If Wal-Mart can’t come to Brooklyn, then Wal-Mart will bring Brooklyn to Arkansas

Francis Guy hangs in good company at the Crystal Bridges Museum.

Wal-Mart is aggressively lobbying to bring its chain of big box stores to the New York City region. In the meantime, a member of the Walton family is buying up bits of New York and taking it back to Bentonville, Arkansas, the headquarters of Wal-Mart located in the Ozark Mountains.

I just got back from visiting my parents who live in neighboring Missouri and swung by Bentonville to visit the Crystal Bridges Museum of American Art, which recently opened in November, the project of Alice Walton, daughter of Wal-Mart founder Sam Walton. It lands in the region a bit like an alien spaceship, its arched and twisted architecture (think L.A.’s Getty Center as inspired by dinosaur fossils and river gulches) just one mile away from the quaint storefront-turned-museum that was the very first Wal-Mart store.

Alice Walton did an infamous tear through the art scene in the last two decades, buying up a great many well-loved works in anticipation of this project. Along the way, she also bought up a significant area of Brooklyn.

Or rather, its most famous early depiction.
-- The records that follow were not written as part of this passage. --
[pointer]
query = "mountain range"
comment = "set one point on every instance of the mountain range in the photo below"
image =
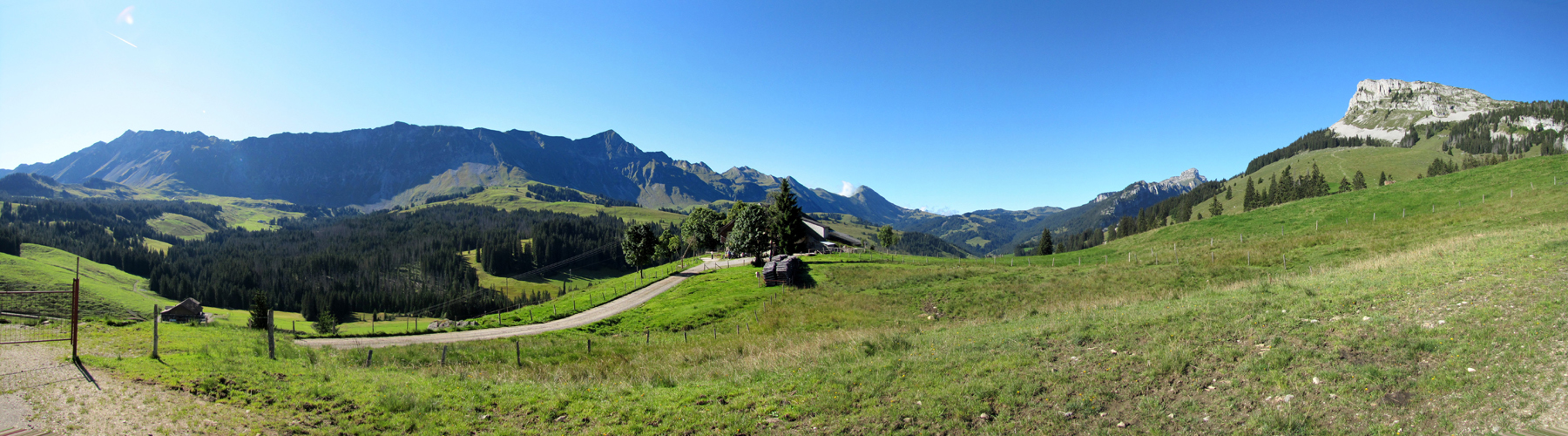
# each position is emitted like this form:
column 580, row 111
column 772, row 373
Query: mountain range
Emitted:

Francis Guy was one of America’s earliest landscape masters, making his home in the village of Brooklyn in 1817. From then until his death in 1820, he painted what interested him from his second floor window on 11 Front Street, a series of panoramic, cool-hued works capturing both Brooklyn’s bustle and serenity.

The Brooklyn Museum proudly displays one version of Guy’s spectacular work, called ‘Winter Scene In Brooklyn’. But the other version of this painting now sits in Arkansas, at Crystal Bridges. It sits in a  prominent place indeed, across from a Gilbert Stuart portrait of George Washington and a noble portrait by John Trumbull of the man the Stuart portrait was painted for, Alexander Hamilton. They’re all in great company in this warm, expansive new building.

By the way, his version of ‘Winter Scene’ once sat on loan next to its companion at the Brooklyn Museum in 2006. The Brooklyn Historical Society has Guy’s summertime version of this view.